What You’re Actually Paying For
The price covers the MRI scan itself, the radiologist’s review, and a detailed report of findings. Prenuvo uses high-resolution MRI sequences that take longer than a typical hospital MRI, which is part of why the scan runs 45 to 75 minutes depending on the package. A standard diagnostic MRI of a single body part at a hospital might take 20 to 30 minutes and, with insurance, could cost you a few hundred dollars in copays. Without insurance, a single-region hospital MRI can run $1,000 or more on its own, which is one way Prenuvo justifies its pricing for a multi-region scan.
What the price does not cover is any follow-up care. If the scan finds something that needs further investigation, you’ll need to bring those results to your own doctor, who may order additional imaging, biopsies, or specialist referrals. Those follow-up costs go through your regular insurance (or out of pocket if uninsured), and they can add up quickly if the scan flags something that turns out to be benign but still requires workup to confirm. This is worth factoring into your budget, especially since whole-body screening in healthy people has a relatively high rate of incidental findings: spots, cysts, or nodules that are almost always harmless but can trigger a cascade of additional tests.
Is the Cost Worth It?
That depends on what you’re hoping to get out of it.

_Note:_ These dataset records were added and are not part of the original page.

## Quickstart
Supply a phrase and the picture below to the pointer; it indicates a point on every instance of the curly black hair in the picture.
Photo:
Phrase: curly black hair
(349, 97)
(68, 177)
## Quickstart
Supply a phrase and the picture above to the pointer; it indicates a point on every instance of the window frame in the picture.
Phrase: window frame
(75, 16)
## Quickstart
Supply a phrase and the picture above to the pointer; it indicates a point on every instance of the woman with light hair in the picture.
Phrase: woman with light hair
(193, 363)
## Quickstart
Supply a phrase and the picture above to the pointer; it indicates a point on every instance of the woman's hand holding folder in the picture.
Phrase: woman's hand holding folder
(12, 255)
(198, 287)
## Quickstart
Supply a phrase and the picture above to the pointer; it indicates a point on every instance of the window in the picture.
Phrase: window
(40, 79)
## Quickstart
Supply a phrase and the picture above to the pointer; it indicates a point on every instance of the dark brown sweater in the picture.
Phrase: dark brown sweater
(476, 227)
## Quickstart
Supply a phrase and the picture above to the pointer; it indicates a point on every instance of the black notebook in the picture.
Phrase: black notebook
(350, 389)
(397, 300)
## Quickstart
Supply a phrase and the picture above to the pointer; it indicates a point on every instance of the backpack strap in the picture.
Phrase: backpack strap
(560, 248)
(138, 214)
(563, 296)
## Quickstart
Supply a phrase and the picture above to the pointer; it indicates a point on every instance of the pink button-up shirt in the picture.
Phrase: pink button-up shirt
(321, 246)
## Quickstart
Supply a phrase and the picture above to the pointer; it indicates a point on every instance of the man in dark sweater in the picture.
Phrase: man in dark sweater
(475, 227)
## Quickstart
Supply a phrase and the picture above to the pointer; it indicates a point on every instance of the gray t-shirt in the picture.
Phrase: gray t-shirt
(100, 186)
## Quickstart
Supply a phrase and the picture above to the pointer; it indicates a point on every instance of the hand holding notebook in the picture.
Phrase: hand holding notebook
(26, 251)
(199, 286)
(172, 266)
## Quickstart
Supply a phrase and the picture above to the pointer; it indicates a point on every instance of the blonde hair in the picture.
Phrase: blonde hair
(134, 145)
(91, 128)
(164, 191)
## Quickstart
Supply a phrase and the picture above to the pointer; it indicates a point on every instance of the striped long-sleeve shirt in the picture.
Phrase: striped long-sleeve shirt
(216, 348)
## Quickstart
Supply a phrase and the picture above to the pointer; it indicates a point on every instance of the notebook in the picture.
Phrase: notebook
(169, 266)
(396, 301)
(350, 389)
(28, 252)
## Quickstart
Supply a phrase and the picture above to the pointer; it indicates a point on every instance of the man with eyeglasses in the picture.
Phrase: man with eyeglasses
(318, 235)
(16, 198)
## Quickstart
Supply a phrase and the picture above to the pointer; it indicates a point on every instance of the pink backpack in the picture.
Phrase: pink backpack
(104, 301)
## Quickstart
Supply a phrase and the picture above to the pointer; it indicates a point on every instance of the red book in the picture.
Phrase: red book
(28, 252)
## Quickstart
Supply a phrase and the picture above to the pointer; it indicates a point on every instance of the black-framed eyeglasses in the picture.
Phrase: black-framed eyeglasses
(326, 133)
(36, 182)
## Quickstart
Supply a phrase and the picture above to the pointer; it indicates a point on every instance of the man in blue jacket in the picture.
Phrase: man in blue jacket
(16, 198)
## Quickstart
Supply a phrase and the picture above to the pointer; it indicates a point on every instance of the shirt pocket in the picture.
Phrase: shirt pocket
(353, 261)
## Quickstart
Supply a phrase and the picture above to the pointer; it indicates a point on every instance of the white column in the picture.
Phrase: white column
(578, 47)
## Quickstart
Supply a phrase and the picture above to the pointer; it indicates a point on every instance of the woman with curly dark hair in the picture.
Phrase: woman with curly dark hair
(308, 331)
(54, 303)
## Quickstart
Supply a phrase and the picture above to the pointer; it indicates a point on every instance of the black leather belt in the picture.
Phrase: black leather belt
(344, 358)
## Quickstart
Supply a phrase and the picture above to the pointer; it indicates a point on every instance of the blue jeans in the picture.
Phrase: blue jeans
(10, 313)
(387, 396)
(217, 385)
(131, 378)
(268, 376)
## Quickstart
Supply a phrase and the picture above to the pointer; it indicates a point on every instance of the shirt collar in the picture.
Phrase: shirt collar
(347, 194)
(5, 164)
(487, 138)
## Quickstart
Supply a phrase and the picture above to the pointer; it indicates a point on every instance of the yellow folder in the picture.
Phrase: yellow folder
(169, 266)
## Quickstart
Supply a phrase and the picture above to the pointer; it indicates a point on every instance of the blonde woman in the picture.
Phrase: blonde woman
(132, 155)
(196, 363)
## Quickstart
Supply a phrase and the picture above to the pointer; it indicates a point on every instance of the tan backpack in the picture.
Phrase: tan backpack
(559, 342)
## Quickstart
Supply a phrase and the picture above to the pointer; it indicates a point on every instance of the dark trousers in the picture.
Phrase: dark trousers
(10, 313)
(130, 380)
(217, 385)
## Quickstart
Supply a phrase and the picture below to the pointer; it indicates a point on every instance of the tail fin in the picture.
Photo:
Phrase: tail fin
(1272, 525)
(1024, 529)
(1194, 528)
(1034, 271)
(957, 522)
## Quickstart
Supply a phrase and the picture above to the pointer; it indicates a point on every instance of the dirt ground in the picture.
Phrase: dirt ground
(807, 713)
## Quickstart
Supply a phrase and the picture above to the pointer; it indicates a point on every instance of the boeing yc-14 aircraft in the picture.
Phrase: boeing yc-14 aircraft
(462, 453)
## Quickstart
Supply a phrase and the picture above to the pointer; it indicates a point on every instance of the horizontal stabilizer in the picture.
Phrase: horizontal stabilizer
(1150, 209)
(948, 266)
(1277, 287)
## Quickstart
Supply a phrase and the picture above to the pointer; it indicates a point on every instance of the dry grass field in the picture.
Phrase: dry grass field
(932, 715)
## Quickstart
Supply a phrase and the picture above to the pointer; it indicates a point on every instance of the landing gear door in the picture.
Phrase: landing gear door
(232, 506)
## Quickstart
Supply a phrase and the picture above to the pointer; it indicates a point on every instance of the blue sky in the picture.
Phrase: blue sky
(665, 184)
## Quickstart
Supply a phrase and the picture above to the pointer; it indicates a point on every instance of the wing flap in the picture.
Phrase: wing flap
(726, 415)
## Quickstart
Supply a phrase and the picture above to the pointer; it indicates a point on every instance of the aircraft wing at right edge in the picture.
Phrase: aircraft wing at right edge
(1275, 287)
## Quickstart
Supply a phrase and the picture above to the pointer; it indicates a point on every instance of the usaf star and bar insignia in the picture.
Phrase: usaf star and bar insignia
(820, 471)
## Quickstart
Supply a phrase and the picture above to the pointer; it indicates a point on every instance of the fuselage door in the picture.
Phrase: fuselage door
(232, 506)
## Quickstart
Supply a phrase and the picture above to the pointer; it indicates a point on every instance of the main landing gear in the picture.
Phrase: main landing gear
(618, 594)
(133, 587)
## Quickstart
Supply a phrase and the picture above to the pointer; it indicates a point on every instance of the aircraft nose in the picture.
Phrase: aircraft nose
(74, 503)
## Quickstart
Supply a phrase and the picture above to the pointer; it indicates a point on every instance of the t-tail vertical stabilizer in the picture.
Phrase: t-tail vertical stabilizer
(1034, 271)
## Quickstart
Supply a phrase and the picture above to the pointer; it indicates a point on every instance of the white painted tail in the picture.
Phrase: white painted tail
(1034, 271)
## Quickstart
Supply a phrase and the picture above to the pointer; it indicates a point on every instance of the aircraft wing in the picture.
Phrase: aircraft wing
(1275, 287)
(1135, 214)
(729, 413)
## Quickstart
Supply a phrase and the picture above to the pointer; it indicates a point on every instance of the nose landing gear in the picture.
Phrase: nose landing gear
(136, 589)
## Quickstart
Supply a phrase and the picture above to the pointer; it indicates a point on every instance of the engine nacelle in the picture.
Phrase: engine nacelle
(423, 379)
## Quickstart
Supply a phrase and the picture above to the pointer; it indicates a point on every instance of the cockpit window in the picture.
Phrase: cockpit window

For people with a strong family history of cancer or other serious conditions, the peace of mind (or early detection) from a full-body scan may justify the expense. For generally healthy people with no specific risk factors, the medical community is more divided. The scan uses no radiation, which is a genuine advantage over CT-based alternatives, but the risk of false positives and unnecessary follow-up procedures is a real tradeoff.
If you’re considering a Prenuvo scan primarily for cost reasons, the Core package at around $1,000 covers the regions where the most clinically significant findings tend to appear. Upgrading to the Executive tier makes the most sense if you specifically want brain and full-body coverage in a single visit. There’s no medical consensus that routine whole-body MRI screening improves long-term health outcomes in low-risk populations, so this remains a personal decision balanced against your financial situation and health goals.